It is Like the Monkey on the Spaceship As I walked around the streets of New York City this past weekend, I spend a good deal of time reminiscing about my days in the ensemble track at NYU, when we performed Chekov's The Three Sisters. Our director, who was Bulgarian and studied at the Moscow Art Theater -- the birthplace of modern drama, where Stanislavsky taught his techniques through the plays of Chekhov -- was a bit of a madman. A wild, ingenious Bulgarian madman. As great of a teacher and brilliant a mind as he was, he had a tendency to get a bit, er, vague in his direction.
At one point in the rehearsal process he described one character's journey through a scene as this: "It is like the monkey on the spaceship."

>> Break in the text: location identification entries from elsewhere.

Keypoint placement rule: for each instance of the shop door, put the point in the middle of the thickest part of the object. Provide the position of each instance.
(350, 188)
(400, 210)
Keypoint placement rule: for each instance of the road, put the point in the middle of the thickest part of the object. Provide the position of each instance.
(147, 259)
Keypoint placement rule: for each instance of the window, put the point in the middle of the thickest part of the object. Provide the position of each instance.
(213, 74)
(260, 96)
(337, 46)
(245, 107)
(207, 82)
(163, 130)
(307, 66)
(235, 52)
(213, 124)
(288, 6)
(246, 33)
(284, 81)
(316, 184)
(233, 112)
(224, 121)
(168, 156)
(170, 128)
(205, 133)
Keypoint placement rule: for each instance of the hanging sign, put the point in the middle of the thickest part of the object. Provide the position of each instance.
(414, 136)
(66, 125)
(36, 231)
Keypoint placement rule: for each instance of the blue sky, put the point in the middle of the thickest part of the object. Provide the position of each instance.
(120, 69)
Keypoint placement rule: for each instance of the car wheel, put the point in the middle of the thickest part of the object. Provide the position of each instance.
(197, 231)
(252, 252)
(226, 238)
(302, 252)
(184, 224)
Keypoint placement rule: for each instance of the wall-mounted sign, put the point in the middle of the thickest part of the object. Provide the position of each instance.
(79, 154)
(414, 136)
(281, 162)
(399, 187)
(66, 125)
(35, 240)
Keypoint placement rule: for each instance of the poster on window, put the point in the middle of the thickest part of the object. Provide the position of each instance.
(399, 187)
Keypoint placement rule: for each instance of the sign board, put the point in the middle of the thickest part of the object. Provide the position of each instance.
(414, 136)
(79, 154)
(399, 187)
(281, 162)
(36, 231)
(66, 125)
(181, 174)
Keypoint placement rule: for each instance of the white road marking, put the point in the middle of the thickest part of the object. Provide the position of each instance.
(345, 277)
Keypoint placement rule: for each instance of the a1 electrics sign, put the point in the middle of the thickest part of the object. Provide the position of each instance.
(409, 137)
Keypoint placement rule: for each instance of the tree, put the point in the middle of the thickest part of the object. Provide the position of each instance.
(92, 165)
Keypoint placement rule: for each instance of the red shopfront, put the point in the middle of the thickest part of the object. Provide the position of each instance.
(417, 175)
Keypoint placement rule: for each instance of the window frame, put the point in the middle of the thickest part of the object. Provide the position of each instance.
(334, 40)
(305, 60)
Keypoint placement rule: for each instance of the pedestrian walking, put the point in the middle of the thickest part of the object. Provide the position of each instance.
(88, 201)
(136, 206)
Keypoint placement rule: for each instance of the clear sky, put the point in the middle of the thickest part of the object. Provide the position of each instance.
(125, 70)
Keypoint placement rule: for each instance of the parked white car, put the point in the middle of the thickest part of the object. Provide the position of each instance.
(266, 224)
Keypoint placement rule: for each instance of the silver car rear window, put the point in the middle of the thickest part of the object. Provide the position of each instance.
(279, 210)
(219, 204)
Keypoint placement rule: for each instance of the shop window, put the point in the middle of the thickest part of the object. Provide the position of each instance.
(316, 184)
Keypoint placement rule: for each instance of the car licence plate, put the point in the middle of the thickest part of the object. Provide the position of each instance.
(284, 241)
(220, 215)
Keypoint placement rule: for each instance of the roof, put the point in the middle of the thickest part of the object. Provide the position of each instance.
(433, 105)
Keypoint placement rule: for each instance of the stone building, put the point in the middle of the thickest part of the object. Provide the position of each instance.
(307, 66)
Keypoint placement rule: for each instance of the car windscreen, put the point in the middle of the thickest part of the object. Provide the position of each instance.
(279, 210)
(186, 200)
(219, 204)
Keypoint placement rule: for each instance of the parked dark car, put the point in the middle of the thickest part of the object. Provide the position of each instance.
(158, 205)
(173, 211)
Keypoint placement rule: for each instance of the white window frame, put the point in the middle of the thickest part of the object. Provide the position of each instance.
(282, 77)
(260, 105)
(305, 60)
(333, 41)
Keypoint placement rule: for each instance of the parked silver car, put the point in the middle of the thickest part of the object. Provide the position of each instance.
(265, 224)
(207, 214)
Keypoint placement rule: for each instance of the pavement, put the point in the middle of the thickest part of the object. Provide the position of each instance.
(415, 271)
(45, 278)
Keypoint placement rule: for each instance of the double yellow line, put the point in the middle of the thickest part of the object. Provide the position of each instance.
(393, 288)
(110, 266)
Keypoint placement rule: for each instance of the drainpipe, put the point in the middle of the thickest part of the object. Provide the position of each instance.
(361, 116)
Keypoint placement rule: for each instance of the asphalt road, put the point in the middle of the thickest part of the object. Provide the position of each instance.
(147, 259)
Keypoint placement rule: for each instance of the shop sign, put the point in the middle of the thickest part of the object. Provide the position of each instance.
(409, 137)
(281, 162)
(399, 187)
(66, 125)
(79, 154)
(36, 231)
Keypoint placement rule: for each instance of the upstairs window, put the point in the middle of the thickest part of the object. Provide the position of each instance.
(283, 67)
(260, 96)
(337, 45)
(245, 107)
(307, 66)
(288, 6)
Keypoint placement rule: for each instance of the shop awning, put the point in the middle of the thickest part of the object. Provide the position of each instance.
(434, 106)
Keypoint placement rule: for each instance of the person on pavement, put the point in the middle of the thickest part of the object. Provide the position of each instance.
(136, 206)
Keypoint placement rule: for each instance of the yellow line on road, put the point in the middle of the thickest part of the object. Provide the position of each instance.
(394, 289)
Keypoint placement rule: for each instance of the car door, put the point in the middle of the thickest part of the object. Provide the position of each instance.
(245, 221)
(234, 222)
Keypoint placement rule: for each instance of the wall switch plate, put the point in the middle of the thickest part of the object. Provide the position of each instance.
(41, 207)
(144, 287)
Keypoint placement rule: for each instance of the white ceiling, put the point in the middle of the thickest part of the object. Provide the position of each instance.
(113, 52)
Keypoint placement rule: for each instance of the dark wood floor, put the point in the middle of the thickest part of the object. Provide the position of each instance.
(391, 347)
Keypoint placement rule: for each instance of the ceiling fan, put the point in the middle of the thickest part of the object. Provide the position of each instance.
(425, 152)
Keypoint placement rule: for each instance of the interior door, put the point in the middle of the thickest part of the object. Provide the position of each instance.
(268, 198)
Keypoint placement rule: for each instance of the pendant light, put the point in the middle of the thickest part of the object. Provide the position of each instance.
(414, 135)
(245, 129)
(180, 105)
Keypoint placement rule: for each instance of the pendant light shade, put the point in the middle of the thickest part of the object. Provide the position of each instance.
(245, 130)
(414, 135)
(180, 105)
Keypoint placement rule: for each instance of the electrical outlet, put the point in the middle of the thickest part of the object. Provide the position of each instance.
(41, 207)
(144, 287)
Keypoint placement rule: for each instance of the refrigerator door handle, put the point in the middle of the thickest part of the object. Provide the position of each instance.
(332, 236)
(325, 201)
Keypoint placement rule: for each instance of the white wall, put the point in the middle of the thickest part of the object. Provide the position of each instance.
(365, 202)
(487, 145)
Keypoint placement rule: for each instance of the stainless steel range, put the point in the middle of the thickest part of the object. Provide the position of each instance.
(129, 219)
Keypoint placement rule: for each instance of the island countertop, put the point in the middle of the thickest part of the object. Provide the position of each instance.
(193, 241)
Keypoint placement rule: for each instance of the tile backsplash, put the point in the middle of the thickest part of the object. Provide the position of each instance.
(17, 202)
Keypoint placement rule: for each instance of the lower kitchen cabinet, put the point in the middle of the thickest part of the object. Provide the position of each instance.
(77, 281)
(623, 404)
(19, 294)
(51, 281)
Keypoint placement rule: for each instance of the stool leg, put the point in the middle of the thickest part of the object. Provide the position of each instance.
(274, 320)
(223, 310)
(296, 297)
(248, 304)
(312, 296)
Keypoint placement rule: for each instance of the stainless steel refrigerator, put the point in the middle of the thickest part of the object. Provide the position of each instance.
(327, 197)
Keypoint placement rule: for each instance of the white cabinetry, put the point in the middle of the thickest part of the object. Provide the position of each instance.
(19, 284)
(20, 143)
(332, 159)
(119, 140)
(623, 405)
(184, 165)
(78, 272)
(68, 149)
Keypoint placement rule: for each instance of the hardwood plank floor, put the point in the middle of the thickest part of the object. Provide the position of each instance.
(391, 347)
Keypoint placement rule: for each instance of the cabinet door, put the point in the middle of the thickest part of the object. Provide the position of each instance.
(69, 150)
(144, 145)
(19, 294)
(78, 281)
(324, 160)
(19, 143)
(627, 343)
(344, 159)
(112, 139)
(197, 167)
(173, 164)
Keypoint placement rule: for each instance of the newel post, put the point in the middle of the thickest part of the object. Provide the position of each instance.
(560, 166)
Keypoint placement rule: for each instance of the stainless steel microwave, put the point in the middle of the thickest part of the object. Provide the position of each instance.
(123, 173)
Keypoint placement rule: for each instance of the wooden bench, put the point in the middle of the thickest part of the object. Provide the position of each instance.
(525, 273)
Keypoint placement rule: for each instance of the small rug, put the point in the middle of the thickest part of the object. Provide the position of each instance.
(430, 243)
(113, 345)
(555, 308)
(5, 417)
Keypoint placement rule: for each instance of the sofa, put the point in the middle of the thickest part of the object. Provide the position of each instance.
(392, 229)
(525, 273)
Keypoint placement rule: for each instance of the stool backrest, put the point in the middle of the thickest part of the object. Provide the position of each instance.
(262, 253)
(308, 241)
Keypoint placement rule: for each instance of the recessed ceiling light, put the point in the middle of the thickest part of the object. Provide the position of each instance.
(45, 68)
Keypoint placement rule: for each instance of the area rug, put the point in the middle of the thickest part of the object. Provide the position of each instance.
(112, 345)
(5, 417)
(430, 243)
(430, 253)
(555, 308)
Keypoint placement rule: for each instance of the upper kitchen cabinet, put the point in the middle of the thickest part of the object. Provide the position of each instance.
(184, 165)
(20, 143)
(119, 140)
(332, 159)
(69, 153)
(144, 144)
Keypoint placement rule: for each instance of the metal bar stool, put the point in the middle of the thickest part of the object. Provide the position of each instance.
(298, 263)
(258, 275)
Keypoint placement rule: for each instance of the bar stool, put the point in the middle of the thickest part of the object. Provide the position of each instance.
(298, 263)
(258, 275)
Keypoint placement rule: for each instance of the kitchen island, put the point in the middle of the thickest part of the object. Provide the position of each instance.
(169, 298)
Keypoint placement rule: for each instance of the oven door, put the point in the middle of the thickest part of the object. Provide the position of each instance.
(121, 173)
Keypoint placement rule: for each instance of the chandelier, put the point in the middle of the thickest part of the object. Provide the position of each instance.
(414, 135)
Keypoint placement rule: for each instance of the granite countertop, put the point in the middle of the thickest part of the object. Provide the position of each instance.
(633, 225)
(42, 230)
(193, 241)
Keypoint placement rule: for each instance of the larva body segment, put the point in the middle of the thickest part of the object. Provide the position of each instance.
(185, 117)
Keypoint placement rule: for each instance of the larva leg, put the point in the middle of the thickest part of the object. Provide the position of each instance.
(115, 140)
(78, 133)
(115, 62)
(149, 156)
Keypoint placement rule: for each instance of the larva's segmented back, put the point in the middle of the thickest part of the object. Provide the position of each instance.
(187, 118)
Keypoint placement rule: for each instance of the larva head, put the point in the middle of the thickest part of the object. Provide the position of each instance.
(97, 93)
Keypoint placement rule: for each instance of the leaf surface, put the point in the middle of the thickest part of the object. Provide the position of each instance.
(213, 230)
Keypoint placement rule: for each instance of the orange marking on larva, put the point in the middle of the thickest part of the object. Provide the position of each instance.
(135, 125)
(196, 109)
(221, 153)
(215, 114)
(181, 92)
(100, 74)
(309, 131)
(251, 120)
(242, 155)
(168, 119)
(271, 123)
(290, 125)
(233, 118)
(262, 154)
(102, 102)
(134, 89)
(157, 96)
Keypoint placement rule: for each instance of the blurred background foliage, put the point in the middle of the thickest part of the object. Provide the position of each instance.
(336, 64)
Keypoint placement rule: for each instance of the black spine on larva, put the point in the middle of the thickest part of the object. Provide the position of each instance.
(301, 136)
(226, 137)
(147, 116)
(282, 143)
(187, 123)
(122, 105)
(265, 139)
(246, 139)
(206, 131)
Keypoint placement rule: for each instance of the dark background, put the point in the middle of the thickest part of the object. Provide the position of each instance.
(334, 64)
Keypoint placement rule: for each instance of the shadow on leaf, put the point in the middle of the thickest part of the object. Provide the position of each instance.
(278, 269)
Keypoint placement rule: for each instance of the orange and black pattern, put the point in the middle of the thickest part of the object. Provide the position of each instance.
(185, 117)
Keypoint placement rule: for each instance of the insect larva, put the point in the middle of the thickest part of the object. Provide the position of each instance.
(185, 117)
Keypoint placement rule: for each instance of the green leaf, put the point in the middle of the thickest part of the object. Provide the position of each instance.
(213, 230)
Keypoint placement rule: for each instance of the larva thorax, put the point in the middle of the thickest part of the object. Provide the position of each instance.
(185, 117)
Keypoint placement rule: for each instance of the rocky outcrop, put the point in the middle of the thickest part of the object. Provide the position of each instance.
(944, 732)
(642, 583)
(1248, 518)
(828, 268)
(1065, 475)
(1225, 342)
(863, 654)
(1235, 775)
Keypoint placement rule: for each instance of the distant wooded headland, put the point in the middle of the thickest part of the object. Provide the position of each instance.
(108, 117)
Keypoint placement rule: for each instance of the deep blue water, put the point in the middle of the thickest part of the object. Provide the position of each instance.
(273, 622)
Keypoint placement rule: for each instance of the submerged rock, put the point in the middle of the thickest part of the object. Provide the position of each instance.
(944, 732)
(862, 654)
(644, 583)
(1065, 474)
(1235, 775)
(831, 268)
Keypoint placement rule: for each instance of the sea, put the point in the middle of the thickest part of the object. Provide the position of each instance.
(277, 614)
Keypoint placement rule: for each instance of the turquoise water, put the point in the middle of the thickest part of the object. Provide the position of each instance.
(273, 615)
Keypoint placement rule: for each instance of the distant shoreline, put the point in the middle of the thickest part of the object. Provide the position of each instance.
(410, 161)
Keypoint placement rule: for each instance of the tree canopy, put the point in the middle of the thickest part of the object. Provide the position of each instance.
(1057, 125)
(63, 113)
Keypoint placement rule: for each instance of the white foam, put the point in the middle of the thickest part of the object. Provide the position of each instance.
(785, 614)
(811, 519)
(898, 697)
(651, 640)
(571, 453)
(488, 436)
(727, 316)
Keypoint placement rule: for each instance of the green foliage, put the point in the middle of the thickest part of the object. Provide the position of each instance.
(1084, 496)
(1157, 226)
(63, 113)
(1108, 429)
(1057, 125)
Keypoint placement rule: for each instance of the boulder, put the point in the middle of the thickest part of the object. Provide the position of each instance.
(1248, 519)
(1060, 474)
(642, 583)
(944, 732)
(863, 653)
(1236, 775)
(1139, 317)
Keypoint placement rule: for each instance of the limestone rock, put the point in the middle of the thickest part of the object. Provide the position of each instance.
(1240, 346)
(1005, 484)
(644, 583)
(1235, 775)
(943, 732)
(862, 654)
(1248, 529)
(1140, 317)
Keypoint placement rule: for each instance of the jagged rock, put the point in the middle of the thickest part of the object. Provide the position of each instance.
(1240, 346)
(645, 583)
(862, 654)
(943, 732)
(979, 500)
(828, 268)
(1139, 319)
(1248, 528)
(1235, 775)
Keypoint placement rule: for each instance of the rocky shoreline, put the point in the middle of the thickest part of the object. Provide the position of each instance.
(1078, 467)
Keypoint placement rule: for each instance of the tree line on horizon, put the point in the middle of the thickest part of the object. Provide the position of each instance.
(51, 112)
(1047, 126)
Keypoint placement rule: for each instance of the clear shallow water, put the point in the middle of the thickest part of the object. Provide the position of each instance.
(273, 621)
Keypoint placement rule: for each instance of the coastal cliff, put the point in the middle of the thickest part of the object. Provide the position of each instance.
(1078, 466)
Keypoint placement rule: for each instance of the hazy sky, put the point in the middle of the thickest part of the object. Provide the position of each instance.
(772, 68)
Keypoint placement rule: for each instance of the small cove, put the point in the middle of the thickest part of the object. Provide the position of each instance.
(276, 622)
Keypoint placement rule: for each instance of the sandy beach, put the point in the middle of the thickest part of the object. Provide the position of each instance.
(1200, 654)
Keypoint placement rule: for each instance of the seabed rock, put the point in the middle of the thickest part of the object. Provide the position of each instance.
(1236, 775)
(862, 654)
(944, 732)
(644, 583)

We all looked at him like he was crazy . From what I remember, he was explaining the journey of Andrei. Andrei had married "below his class", and his wife had born him a son which obviously was not his. Being the only male heir to his father's estate, the burden of keeping the family together fell on him. He had to deny the fact that the child wasn't his while keeping together his three high-maintenance sisters through their in-fighting and personal struggles while proving to his doubting family that his marriage wasn't a mistake -- that he loved his wife, that she loved him, and he made his choices as best he could. Everything came crashing down on him at once. He was like the monkey on the spaceship -- taken for a ride into a place where he had no idea where he was going without anyone of his own kind to guide him or even give him a straightforward answer as to what was going on.
Make any sense to you? Yeah. Us either. Hence, it is like the monkey on the spaceship.